The future of journalism will involve greater human-machine interaction. While humans will likely remain at the center of news production, the work they do and the ways they go about it will look different. This will invariably result in the downsizing of certain roles and aspects of the job, but it will also create new roles and possibilities — from developing new technologies to managing knowledge systems to specializing in new beats and formats.

At the same time, it is important to recognize that although the aforementioned applications of AI in journalism show promise, the technology is still limited in important ways. For example, although algorithms already produce hundreds of thousands of business and sports news stories, their applications remain largely limited to news briefs and game recaps. An algorithm would have a much harder time writing a story that gets at how a CEO’s sex scandal might affect their company, or produce a feature on why a player decided to sit out the season due to health concerns. Put another way, only a small amount of the news stories people regularly consume can be produced using the present AI technology, and those stories generally rely on either pre-existing data or phenomena that can be easily translated into structured data. And, products resulting from AI-led processes are usually relatively basic: they still use fairly simple expressions to convey information and can only offer surface-level analyses. They do not feature compelling leads or writerly panache, and they don’t win Pulitzers on their own.

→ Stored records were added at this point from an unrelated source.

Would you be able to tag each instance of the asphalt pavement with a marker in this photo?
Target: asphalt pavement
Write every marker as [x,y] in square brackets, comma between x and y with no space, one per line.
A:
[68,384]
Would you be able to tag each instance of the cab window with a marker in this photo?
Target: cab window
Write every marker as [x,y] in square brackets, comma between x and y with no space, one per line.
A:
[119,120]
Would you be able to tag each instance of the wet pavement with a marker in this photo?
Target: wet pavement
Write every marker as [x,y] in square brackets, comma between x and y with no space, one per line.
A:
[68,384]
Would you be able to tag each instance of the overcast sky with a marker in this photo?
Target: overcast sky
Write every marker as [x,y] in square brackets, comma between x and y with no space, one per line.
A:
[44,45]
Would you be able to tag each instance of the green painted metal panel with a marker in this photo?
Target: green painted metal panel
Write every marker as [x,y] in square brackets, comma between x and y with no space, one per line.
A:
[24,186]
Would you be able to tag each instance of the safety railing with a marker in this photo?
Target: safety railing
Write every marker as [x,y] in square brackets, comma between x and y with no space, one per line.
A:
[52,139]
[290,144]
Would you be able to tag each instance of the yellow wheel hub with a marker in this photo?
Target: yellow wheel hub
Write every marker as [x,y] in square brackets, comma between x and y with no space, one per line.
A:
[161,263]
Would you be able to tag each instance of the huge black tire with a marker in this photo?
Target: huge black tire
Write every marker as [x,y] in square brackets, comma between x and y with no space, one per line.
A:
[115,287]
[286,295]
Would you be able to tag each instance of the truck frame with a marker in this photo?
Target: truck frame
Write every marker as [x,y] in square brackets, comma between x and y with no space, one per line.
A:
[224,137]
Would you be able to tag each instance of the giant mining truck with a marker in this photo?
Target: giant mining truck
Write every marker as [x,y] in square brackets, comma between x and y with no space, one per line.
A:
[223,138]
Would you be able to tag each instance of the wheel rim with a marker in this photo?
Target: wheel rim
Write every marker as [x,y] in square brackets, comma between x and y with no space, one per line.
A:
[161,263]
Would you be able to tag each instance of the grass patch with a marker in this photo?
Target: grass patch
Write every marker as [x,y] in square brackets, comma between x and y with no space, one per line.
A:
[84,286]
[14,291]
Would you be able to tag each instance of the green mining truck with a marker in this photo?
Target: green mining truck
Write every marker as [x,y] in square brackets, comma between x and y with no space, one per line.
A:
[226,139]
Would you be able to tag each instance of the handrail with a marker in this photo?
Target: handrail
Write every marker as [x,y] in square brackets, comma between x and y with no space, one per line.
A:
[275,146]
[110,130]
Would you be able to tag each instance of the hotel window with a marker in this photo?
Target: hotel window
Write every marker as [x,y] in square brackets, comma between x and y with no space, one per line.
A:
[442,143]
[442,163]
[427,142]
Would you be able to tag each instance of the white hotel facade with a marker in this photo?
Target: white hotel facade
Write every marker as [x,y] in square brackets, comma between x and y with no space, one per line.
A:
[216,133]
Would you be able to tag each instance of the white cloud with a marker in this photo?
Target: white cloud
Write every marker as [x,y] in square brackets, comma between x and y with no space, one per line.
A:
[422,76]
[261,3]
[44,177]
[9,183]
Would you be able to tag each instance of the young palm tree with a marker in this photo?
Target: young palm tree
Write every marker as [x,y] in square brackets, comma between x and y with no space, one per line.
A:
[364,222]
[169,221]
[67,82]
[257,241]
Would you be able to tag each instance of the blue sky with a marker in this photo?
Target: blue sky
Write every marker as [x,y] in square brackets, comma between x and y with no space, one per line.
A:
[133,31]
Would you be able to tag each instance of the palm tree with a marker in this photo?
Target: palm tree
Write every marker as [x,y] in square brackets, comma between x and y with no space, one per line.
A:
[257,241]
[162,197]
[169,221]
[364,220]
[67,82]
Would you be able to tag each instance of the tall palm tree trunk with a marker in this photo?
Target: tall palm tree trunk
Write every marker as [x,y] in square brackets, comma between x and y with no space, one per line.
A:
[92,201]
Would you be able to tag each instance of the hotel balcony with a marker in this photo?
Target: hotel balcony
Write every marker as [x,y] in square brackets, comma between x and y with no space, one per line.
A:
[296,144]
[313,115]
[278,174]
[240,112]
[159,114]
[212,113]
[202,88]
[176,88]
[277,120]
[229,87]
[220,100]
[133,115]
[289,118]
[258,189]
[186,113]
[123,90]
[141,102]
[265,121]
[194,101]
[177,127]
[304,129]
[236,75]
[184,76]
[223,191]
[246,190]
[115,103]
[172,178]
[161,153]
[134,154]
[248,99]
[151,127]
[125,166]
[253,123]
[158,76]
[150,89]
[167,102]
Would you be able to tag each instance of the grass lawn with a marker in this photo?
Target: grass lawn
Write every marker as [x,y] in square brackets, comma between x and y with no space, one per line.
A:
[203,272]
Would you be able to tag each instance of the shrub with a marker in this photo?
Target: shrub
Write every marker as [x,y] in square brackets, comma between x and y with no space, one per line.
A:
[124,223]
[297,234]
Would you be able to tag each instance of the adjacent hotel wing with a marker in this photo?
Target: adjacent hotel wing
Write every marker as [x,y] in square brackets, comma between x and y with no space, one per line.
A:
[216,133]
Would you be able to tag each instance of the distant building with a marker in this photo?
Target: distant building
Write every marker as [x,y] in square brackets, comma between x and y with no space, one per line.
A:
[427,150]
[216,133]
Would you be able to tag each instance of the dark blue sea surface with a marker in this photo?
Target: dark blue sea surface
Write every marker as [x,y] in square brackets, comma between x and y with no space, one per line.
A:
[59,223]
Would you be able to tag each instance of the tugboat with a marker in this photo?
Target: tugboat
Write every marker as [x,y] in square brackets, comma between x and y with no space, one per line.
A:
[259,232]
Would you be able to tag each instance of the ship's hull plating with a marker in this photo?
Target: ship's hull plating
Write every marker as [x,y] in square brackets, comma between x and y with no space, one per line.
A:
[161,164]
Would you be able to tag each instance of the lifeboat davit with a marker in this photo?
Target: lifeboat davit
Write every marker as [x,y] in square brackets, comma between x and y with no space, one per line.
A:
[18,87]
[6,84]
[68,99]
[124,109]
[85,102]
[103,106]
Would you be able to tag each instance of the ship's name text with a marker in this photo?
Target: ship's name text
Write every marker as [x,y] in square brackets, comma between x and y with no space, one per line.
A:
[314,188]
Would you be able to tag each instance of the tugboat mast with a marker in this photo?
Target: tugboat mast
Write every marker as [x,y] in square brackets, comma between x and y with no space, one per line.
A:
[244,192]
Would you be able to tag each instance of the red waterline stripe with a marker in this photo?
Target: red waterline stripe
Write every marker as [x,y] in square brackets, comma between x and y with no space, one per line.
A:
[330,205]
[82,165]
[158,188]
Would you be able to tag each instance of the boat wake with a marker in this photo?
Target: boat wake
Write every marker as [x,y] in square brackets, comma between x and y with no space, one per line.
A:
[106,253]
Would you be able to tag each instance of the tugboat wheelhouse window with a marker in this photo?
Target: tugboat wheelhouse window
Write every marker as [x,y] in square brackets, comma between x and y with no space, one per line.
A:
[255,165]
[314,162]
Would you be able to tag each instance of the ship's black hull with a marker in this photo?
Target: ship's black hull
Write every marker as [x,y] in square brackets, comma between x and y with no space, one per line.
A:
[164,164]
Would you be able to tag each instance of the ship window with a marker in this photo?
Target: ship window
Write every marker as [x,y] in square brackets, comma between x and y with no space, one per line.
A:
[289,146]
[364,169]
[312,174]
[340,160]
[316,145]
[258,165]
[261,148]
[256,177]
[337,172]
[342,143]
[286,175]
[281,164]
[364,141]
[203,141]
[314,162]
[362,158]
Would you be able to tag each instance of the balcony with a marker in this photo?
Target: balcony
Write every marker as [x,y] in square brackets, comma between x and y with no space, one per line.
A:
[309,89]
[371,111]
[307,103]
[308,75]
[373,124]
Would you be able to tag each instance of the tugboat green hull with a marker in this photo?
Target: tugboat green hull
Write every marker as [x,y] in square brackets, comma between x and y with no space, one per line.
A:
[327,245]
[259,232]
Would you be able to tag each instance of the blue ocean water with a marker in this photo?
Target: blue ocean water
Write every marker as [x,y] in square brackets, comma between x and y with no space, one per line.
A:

Nevertheless, there is good reason for journalistic outlets to invest in AI, and good reason to believe such investments will only increase. Journalists and journalistic outlets that fail to adapt to this changing environment will find themselves at risk of falling behind competitors who are able to leverage AI to increase efficiencies, scale upward, and even improve the quality of their work. Algorithms can generate news stories far more quickly than human journalists, and they can be useful aides for creating the first documentation of an event. Put another way, they can free up human journalists to focus on the more meaningful follow-up stories and draw some attention to stories that might otherwise not receive any coverage (for lack of human resources).

However, it is not just news producers who must adapt. The future of journalism will also likely be filled with ‘junk,’ from misinformation and disinformation to more fundamental issues involving information overload resulting from an influx of automated communication. That, in turn, will require individuals to adapt their existing media literacies and seek out their own trusted, intelligent assistants to help separate signal from noise.


Key Takeaways

  • Artificial intelligence refers to a system that is capable of learning from the past, adapting to the present, and acting in a way that would be considered “intelligent” if a human being did it.

  • AI is today used in some fashion in every stage of news production, from coming up with story ideas to distributing news content.

  • AI is not a neutral technology; it takes on values from its creators and the objects it is tasked to learn from. This introduces a number of ethical and legal dilemmas that journalistic actors must be mindful of.

  • Humans will likely remain at the center of news production. However, the work they do and the ways they go about it will look different.